Meaning, will the couple be able to provide the necessary investment amount? Would this mean both of them will have to work? (back to the previous question!)
they better write a will!
If the couple decide to not have a second child,
they will need to be sensitive about the emotional framework of a single child. Single children more often than not tend to be loners, but are often fiercely individualistic (trust me on this: am a single child and have a single child!)
the couple need to be financial independent and must provide for means by which they do not depend on their child (emotionally and physically) in the evening of their lives.
even if the couple do not wish to impose on their child, the child could choose to bear the burden of taking care of them in old age.
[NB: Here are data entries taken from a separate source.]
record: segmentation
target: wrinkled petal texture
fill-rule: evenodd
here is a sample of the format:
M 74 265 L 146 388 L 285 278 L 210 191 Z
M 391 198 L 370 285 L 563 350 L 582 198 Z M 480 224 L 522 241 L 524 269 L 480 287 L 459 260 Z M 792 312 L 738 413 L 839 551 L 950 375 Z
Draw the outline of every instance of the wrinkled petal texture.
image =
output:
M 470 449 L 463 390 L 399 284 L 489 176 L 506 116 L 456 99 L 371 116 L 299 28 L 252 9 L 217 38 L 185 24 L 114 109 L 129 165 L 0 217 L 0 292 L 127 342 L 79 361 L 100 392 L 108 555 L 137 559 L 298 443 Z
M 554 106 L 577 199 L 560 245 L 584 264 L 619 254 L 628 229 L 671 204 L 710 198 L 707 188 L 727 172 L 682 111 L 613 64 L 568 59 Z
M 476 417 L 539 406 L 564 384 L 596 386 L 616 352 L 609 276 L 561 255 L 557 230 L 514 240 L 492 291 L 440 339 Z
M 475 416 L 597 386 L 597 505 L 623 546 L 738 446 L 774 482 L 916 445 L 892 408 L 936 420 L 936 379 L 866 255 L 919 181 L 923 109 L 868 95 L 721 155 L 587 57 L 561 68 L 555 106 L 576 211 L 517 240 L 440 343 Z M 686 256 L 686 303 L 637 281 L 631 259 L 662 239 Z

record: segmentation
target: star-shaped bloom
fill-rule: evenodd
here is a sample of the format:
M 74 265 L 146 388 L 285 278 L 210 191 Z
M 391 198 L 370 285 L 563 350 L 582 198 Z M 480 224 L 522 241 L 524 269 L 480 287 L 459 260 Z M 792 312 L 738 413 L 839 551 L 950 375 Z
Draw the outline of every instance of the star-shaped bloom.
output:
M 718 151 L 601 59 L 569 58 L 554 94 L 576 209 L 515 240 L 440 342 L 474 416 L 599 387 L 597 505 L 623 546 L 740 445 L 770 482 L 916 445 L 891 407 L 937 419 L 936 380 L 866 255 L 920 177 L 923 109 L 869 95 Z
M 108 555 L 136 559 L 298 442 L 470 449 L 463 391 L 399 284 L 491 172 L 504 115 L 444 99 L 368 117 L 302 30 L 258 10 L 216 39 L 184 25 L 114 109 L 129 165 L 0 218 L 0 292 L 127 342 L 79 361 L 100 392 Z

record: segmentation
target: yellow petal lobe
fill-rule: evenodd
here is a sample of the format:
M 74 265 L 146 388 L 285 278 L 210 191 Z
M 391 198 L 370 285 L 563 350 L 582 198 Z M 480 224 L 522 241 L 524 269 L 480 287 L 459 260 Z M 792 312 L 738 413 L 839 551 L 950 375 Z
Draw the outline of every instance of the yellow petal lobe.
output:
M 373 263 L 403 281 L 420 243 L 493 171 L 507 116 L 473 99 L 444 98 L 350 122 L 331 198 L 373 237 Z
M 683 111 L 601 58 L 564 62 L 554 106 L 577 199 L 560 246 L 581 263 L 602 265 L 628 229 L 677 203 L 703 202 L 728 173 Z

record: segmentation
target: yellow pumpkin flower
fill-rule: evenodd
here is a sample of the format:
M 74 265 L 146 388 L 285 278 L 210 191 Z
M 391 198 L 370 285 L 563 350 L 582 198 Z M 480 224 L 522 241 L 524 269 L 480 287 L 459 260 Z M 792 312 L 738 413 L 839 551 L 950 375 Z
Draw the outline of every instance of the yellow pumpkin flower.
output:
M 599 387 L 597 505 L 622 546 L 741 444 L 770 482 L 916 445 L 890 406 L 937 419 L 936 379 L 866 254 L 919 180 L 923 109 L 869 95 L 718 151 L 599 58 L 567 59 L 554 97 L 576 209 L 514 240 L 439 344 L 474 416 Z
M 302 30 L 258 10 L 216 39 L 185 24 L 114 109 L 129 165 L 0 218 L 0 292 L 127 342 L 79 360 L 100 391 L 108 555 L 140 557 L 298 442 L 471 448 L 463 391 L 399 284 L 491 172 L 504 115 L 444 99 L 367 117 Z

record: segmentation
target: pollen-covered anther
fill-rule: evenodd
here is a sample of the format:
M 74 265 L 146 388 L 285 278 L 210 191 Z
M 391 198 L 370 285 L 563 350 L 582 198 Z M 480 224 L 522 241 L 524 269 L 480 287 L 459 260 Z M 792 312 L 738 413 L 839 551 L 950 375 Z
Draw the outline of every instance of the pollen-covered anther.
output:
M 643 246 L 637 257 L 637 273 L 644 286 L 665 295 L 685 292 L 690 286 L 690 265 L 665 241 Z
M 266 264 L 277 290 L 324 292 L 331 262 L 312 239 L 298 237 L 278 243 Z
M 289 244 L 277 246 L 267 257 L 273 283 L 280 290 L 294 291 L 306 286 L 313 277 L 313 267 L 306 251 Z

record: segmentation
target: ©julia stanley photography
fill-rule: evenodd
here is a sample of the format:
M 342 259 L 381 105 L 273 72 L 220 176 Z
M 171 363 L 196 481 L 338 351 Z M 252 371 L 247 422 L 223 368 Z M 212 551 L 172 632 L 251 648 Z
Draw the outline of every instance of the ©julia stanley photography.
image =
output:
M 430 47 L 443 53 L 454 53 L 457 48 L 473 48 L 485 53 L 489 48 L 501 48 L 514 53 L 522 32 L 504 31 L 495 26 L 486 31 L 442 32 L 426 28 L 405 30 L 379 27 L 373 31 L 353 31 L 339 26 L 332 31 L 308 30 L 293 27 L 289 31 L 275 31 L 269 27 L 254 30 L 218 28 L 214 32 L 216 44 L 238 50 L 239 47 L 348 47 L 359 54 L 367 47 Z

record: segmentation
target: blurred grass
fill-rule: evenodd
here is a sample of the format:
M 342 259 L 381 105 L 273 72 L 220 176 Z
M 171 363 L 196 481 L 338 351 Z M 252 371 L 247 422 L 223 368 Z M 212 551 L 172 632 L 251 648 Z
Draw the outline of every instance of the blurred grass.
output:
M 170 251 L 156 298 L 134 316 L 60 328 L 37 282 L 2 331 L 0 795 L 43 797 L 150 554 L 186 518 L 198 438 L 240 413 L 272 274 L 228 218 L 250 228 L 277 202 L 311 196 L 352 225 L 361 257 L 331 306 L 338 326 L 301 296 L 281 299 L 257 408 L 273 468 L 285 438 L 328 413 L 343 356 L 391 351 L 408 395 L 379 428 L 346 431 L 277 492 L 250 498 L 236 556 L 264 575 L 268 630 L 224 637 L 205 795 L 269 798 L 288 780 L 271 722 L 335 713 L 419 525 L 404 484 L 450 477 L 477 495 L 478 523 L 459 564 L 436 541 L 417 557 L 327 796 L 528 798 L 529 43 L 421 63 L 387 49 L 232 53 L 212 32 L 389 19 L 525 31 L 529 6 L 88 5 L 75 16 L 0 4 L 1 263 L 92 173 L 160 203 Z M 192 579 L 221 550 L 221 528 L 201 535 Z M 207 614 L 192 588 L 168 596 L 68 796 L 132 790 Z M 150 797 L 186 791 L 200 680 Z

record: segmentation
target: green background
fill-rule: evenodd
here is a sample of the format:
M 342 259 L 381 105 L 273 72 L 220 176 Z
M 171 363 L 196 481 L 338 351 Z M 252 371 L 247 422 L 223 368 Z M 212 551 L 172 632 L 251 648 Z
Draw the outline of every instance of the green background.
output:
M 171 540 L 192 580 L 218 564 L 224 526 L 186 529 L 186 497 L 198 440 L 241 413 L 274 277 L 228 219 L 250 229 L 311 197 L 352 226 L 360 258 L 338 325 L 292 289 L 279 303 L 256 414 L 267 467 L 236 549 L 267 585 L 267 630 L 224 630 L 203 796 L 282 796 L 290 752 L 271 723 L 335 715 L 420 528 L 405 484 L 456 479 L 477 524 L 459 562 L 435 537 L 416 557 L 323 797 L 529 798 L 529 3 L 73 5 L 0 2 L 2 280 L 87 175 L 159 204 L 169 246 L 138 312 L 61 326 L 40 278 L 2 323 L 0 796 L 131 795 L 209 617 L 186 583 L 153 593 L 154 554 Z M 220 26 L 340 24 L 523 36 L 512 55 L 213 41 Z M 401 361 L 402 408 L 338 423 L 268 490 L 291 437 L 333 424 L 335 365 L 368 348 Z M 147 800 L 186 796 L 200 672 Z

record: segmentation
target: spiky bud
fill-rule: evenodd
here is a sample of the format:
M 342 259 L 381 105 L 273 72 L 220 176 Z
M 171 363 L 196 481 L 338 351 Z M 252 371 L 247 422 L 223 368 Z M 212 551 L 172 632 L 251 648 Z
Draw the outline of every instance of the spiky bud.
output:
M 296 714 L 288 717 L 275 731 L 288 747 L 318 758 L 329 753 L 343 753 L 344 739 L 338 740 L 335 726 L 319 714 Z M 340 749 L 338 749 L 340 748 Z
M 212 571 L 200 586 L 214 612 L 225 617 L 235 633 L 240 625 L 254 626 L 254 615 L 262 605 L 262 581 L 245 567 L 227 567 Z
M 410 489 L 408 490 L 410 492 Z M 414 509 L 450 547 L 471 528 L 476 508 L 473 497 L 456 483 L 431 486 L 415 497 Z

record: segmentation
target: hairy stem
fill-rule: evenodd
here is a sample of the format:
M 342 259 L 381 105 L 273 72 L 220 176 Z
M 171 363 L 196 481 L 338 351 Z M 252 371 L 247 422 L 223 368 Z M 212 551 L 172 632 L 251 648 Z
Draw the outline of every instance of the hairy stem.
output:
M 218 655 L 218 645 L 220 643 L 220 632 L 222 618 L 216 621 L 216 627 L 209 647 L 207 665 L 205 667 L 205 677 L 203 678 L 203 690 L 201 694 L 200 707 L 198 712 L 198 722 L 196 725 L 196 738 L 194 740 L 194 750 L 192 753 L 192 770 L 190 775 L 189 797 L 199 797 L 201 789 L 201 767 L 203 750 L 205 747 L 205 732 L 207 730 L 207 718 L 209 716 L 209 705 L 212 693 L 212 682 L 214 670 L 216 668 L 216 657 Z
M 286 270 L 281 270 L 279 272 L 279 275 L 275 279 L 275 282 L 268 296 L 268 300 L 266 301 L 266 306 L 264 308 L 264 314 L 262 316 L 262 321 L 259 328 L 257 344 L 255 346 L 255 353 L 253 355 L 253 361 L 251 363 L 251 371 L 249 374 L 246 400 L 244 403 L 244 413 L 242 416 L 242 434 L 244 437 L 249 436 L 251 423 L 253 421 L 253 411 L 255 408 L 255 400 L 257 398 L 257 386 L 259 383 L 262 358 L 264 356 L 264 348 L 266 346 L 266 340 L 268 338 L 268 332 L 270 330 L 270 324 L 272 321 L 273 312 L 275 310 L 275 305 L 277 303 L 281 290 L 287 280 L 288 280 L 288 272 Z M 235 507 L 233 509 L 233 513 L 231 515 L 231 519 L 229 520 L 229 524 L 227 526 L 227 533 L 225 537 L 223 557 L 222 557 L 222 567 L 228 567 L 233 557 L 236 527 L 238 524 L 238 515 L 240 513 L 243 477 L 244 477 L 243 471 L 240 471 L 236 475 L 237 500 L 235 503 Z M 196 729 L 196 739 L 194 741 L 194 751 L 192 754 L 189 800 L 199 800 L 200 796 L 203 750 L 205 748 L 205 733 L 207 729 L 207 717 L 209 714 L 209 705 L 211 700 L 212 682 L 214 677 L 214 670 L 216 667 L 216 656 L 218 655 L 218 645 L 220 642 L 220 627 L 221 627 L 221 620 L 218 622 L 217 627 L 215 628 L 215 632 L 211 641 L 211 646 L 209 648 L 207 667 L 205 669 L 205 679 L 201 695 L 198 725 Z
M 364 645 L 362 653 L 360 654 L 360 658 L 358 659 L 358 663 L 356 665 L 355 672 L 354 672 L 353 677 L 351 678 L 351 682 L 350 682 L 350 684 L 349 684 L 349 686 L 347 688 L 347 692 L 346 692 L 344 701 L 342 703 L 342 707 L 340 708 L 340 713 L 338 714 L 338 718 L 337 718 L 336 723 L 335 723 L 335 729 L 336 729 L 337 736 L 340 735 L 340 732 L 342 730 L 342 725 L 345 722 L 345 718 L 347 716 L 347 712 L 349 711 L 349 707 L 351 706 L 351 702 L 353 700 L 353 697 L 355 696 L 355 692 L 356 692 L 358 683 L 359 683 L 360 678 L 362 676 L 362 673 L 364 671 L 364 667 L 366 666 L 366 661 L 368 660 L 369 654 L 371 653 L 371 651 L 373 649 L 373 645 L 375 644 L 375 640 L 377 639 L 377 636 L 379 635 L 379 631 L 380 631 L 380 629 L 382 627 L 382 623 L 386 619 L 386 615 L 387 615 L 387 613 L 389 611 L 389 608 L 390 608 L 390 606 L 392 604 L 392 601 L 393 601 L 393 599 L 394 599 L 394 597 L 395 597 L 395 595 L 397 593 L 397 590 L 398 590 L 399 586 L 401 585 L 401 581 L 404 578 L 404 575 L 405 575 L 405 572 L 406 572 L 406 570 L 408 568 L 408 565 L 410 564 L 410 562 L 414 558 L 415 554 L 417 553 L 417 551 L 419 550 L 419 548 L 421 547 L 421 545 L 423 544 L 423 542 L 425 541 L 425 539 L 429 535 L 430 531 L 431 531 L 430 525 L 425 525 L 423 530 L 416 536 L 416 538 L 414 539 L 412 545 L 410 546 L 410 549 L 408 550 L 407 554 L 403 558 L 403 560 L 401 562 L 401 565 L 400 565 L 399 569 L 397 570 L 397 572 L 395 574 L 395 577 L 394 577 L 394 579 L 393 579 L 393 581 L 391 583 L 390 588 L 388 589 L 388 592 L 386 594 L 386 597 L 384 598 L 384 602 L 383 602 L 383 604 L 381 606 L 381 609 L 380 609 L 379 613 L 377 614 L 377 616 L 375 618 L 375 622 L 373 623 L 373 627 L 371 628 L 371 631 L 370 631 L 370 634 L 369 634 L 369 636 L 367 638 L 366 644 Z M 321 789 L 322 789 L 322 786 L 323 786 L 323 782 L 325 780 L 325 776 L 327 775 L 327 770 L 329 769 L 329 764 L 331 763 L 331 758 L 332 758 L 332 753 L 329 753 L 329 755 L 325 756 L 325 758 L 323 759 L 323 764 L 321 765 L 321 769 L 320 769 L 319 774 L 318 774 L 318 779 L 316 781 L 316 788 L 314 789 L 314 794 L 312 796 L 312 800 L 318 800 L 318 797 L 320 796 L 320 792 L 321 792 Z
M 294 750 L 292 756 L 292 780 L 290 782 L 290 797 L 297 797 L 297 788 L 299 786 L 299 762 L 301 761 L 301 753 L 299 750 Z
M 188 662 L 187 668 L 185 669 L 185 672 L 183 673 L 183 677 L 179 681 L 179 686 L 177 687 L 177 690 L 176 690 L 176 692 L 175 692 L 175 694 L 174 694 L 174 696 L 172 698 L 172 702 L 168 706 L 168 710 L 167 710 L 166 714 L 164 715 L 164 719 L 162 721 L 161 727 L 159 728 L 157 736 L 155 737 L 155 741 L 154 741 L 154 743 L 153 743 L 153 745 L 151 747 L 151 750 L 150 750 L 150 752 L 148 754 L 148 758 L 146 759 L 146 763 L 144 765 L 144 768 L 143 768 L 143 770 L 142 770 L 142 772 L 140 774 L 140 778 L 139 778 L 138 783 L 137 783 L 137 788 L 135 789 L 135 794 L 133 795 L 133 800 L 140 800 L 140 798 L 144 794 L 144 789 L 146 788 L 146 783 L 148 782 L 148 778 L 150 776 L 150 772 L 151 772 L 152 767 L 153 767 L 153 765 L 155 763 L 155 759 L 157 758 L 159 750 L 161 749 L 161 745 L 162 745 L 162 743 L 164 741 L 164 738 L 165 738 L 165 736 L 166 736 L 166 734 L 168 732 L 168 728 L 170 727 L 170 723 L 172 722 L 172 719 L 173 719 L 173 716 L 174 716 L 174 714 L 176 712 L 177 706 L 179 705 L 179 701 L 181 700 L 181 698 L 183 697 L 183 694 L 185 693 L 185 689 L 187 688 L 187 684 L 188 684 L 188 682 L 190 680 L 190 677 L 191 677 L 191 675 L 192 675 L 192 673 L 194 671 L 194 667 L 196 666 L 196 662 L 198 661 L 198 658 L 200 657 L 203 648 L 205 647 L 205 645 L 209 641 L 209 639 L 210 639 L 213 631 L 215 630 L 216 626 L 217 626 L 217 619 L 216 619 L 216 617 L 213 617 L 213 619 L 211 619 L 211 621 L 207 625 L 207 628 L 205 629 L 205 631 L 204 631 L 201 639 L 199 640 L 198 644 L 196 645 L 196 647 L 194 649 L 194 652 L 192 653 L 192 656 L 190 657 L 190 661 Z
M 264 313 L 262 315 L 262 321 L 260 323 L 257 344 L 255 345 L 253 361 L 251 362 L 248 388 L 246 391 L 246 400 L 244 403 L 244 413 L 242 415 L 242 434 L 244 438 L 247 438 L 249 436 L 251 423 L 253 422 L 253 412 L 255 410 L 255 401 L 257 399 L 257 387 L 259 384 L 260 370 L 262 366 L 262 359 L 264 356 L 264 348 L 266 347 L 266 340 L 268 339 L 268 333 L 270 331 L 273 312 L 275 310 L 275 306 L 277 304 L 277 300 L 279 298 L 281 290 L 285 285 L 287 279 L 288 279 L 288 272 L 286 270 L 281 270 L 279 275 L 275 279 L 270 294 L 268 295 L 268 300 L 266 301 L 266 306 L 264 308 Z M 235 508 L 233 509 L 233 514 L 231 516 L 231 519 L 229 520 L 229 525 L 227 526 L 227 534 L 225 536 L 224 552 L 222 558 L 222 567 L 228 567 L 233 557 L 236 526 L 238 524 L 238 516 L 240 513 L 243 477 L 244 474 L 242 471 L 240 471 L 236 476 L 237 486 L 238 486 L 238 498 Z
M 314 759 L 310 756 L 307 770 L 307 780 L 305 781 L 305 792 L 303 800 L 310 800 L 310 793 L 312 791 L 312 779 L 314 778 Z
That is one burden without respite.
the child may grow up with no support system. Blood is thicker than water. When the going gets tough, support from siblings is invaluable.
One last question which I recently encountered
What if my partner is not financially compatible?
The primary reason my financial life is in reasonable order is because of my spouse. She is as frugal as I am. We think 10 times before we make big ticket purchases. Financial compatibility makes a lot of difference. However, one cannot plan for it, whether we marry out of love or by arrangement.
It is down to sheer dumb luck. There is more to a spouse than financial compatibility!
An understanding couple will adjust and meet half-way ... hopefully!